Last Updated on December 16, 2020 by admin

Here’s how to use an SSD and HDD together for best results with a Windows PC, especially if your SSD doesn’t have a lot of space.

SSD’s or Solid-State drivers are in great demand nowadays this is because they are more reliable and much better in terms of speed and performance. The compact Solid-State drives don’t have any kind of moving mechanical parts which makes them impervious to shock to a large extent.

How to Use SSD and HDD together?

Nonetheless, the only disadvantages of Solid-State drives are that they are overpriced in contrast to Hard Disk Drives, and you want to spend a lot of cash if you wish to buy one.

However, since SSD with a large storage capacity is more expensive than an HDD with the same space, many users can only afford an SSD with small storage.

In this situation, many select to use an SSD and HDD together on a similar PC. To help users profit from such a case, here we will introduce 5 effective tricks.

 Use SSD and HDD together

Method 1. Install OS and Apps on SSD

 Use SSD and HDD together

Most SSDs are much faster than a conventional HDD when reading data. You need to get quick speed when loading some large programs such as Steam and Photoshop, you would better install them on the SSD.
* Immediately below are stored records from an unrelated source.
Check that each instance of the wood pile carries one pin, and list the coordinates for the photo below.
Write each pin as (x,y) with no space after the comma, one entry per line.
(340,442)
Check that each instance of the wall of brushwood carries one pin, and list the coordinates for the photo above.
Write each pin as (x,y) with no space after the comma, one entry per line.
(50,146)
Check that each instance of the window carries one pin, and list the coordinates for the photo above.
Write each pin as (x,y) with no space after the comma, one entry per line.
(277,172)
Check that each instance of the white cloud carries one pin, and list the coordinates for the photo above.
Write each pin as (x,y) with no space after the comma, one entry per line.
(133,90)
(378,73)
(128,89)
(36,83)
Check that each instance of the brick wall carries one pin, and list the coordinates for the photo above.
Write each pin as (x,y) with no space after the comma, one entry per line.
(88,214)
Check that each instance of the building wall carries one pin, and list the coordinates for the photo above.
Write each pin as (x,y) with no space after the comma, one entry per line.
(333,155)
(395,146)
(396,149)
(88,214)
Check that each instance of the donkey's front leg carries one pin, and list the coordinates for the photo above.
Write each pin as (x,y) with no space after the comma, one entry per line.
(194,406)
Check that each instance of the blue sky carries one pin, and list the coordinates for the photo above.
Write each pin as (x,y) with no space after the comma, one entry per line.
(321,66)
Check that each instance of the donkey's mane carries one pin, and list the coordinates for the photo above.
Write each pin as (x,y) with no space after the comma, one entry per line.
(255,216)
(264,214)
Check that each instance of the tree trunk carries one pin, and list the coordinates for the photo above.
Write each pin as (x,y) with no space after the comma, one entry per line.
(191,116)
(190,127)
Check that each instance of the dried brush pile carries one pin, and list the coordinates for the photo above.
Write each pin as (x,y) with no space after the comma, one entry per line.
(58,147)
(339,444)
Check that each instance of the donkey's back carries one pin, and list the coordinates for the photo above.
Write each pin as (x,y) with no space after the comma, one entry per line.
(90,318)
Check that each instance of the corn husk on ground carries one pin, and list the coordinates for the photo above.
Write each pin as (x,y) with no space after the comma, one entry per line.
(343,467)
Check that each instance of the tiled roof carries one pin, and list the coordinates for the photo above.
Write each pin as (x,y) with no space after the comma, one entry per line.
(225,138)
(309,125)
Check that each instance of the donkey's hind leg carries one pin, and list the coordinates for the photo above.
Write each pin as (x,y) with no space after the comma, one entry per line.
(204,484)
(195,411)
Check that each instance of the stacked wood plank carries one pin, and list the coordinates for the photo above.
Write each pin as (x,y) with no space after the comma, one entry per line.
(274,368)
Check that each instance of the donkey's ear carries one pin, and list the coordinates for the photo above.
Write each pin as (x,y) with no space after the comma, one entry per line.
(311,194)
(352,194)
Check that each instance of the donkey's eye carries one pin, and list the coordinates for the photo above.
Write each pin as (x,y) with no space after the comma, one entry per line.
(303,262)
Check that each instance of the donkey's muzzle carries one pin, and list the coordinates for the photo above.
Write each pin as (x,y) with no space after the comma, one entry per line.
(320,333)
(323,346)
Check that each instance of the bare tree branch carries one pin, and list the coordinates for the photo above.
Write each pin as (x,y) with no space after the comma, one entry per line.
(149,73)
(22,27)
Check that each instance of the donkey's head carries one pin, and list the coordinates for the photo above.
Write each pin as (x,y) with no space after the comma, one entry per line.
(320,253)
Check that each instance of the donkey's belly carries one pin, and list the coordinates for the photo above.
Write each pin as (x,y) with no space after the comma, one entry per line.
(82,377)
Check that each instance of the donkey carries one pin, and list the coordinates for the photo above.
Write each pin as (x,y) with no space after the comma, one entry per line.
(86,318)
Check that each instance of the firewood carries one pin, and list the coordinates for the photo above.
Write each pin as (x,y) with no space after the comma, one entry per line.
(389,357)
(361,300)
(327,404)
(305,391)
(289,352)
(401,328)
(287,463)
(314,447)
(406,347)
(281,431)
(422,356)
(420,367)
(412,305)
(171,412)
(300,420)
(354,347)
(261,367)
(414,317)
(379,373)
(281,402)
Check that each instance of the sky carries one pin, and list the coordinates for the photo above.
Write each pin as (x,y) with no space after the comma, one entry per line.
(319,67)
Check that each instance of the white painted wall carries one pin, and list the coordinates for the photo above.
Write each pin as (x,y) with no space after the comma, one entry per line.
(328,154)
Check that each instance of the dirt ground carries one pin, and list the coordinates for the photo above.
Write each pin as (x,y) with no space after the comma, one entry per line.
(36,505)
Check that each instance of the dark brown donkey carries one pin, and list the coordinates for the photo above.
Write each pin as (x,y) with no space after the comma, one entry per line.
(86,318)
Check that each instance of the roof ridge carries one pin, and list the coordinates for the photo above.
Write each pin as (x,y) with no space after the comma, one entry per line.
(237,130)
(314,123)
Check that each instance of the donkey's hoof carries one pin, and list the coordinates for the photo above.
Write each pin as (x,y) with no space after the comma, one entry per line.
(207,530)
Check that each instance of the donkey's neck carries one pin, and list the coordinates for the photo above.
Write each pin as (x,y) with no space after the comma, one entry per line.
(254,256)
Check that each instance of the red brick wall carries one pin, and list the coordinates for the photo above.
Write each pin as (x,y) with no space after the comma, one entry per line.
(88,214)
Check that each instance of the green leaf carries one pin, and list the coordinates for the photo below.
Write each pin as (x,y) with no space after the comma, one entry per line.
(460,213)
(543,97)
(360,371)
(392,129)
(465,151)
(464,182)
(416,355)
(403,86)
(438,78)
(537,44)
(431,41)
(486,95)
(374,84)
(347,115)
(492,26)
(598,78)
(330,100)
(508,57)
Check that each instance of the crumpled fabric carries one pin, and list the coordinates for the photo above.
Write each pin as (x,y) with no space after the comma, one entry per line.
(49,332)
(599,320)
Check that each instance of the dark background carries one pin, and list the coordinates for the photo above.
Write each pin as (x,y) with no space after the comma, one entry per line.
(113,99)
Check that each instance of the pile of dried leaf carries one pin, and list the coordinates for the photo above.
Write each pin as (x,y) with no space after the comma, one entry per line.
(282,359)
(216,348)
Also, it is highly recommended that you install OS and frequently-used programs on the SSD, which enables your computer to work much faster.

Method 2. Back up Your Data to Another Storage Device

 Use SSD and HDD together

Backups play an important role in data recovery. No matter what types of drives and how many drives that you use on the computer, it is always recommended to make a regular data backup.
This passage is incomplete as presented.